Skyrocketing prices, no new power, and a broken system—PJM’s latest capacity auction reveals a market rigged for profits, not progress.

NEWS

Miranda Morrow

2/7/2025

February 7, 2025
By Miranda Morrow

In a move that highlights the growing dysfunction in regional energy markets, PJM Interconnection—the massive grid operator serving 65 million Americans—has agreed to implement a price cap and floor on its upcoming electric capacity auction. The move follows public outrage and formal complaints from Pennsylvania regulators after PJM’s latest auction results produced sky-high prices with zero additional generation capacity added to the grid.

Let that sink in: consumers across Ohio, Pennsylvania, and the Mid-Atlantic are bracing for record electricity bills this summer—and not a single new megawatt will be coming online in return. So where did the money go? Straight into the pockets of entrenched incumbents, thanks to PJM’s opaque and self-serving auction rules.

PJM’s justification for the price spikes was classic market theory: high prices signal tight supply and incentivize investment. But in practice, PJM’s rule changes had the opposite effect—delivering windfall profits to existing generators without improving reliability. That’s not market behavior; that’s regulatory theater.

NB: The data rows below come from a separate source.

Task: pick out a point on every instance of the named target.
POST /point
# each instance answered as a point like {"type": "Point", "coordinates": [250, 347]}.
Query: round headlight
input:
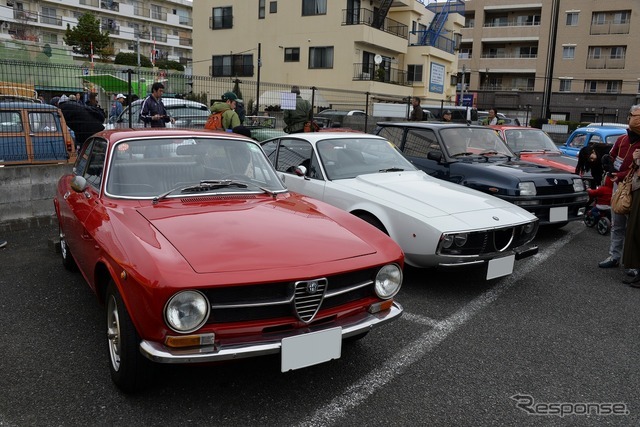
{"type": "Point", "coordinates": [186, 311]}
{"type": "Point", "coordinates": [460, 239]}
{"type": "Point", "coordinates": [388, 281]}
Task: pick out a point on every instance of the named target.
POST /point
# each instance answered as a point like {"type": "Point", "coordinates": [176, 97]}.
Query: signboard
{"type": "Point", "coordinates": [436, 78]}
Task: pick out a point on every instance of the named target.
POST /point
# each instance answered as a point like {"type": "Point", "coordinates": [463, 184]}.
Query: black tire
{"type": "Point", "coordinates": [67, 259]}
{"type": "Point", "coordinates": [130, 370]}
{"type": "Point", "coordinates": [373, 221]}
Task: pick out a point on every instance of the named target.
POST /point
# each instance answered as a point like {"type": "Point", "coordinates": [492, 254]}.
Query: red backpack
{"type": "Point", "coordinates": [214, 122]}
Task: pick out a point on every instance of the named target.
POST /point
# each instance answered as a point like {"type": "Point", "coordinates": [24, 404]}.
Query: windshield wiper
{"type": "Point", "coordinates": [204, 185]}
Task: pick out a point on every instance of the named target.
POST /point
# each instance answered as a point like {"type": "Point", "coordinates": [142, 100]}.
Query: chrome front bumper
{"type": "Point", "coordinates": [271, 344]}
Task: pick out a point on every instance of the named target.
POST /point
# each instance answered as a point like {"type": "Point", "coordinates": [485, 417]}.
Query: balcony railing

The “collar” on auction pricing—a cap and floor mechanism—wasn’t implemented out of PJM’s sense of duty. It was forced into place only after the Pennsylvania Public Utility Commission filed a formal complaint highlighting the absurdity of the current model. The auction had become so skewed in favor of the largest players that even conservative regulators could no longer pretend this was a functioning market.

Critics have long warned that PJM's governance structure, dominated by major utilities and fossil fuel interests, routinely bends auction rules to serve those already in power—pun intended—rather than fostering competition or encouraging clean, advanced generation technologies like nuclear or next-gen modular reactors.

Now PJM wants to "collar" prices going forward. But caps and floors do nothing to address the root problem: a system designed to reward inertia, not innovation.

For Ohioans, this is particularly troubling. Our grid is being governed by a regional monopoly that disincentivizes forward-thinking energy investments while extracting wealth from ratepayers under the guise of “market efficiency.” If new generation isn’t rewarded for entering the market, and legacy players are paid simply for existing, what incentive is there for Ohio to lead on energy innovation?

It’s time for Ohio lawmakers and utility regulators to rethink our relationship with PJM. When grid rules reward stagnation over solutions, and consumers foot the bill for phantom capacity, we don’t have a market—we have a racket.

Bottom line: PJM’s auction may be regional, but its consequences are local. Ohio deserves better than a rigged system that delivers higher prices without delivering energy security.